On sourit (jaune) avec elle alors qu’elle se revendique comme casanière malgré sa profession synonyme d’aventures - et on se retrouve dans cette vision de la personne qui a parfois envie de pantoufler dans son salon, sans sorties, sans épopée, sans voyage au bout du monde… Juste parce qu’on se sent bien et cosy chez soi. Elle décortique une pensée aujourd’hui dominante qui dévalorise justement les casaniers, l’antithèse des « dynamiques » et des « productifs » dont le système contemporain dit avoir besoin.

« J'aimerais bien que l'on accepte, dans le métier, d'abaisser un strapontin - ou même d'installer dans un coin une méridienne - pour les rêveurs fourvoyés tels que moi.

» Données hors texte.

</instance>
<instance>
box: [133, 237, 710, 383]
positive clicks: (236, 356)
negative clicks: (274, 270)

J'aimerais bien que l'on reconnaisse leur compétence sur certains sujets, et leur contribution, même modeste, au déchiffrement de l'époque, au lieu de vouloir à tout prix les changer, comme autrefois les gauchers dans les écoles. Mais c'est une revendication peu audible, tant la mystique du terrain est puissante. Elle accrédite ce préjugé binaire: sortir c'est bien, rester assis sur sa chaise c'est mal. Le terrain garantirait la pertinence et l'ouverture d'esprit, alors que la sédentarité dénoterait un repli coupable menant inévitablement à l'erreur et à l'abrutissement. Ce qui reflète une valorisation sociale plus générale du mouvement perpétuel et de l'arrachement à soi. »

Pourtant, le lieu où l’on habite est d’une importance aussi essentielle qu’impensée dans nos sociétés sédentaires contemporaines. Je pensais le lire en quelques semaines et me suis trouvée tellement passionnée par le propos que j’ai sauté sur le premier week-end disponible pour… le lire sans sortir de chez moi.

“dans une époque aussi dure et désorientée, il me semble au contraire qu’il peut y avoir sens à repartir de nos conditions d’existence ; à repartir de ces actions – à peine des actions, en réalité – et de ces plaisirs élémentaires qui nous maintiennent en contact avec notre énergie vitale : trainer, dormir, rêvasser, lire, réfléchir, créer, jouer, jouir de sa solitude ou de la compagnie de ses proches, jouir tout court, préparer et manger des plats que l’on aime.»

L’enquête, nourrie de recherches abondantes, réussit le tour de force de s’adresser directement au vécu du lecteur ou de la lectrice. En décortiquant les significations des différentes modalités du « chez-soi », Mona Chollet nous fait toucher du doigt la dimension politique de ce lieu considéré comme celui de l’intime. Et elle répond à des questions que je ne savais pas avoir mais que j’étais avide d’étudier : pourquoi a-t-on un tel fantasme de la cabane au fond du jardin ou dans les arbres ? Qu’est-ce que cela change d’avoir un ordinateur connecté à Internet dans son salon ? À quel point vivre dans un petit espace influe-t-il sur votre vie ? L’architecture moderne convient-elle mieux à la vie que les conceptions des maisons traditionnelles ?

« J’aime assez l’image à laquelle recourt l’architecte américain Christopher Alexander : si une personne ne dispose pas d’un territoire propre, attendre d’elle qu’elle apporte une contribution à la vie collective revient à « attendre d’un homme qui se noie qu’il en sauve un autre ».

Ce qui m’avait fait plaisir plus que tout était d’avoir parlé du livre à quelqu’un peu de temps après l’avoir refermé et pouvoir en discuter : nous avions eu le même ressenti. Passionnant même lorsque l’on n’est féru.e ni d’essais, ni de politique. Vraiment, ça se lit comme un roman. Le sujet touche à des cordes sensibles chez chacun, et est traité avec une intelligence magnifique.

G.C.

Chez soi, Mona Chollet. Editions Zones, 2015.

Mona Chollet, née à Genève en 1973, est une journaliste et essayiste franco-suisse.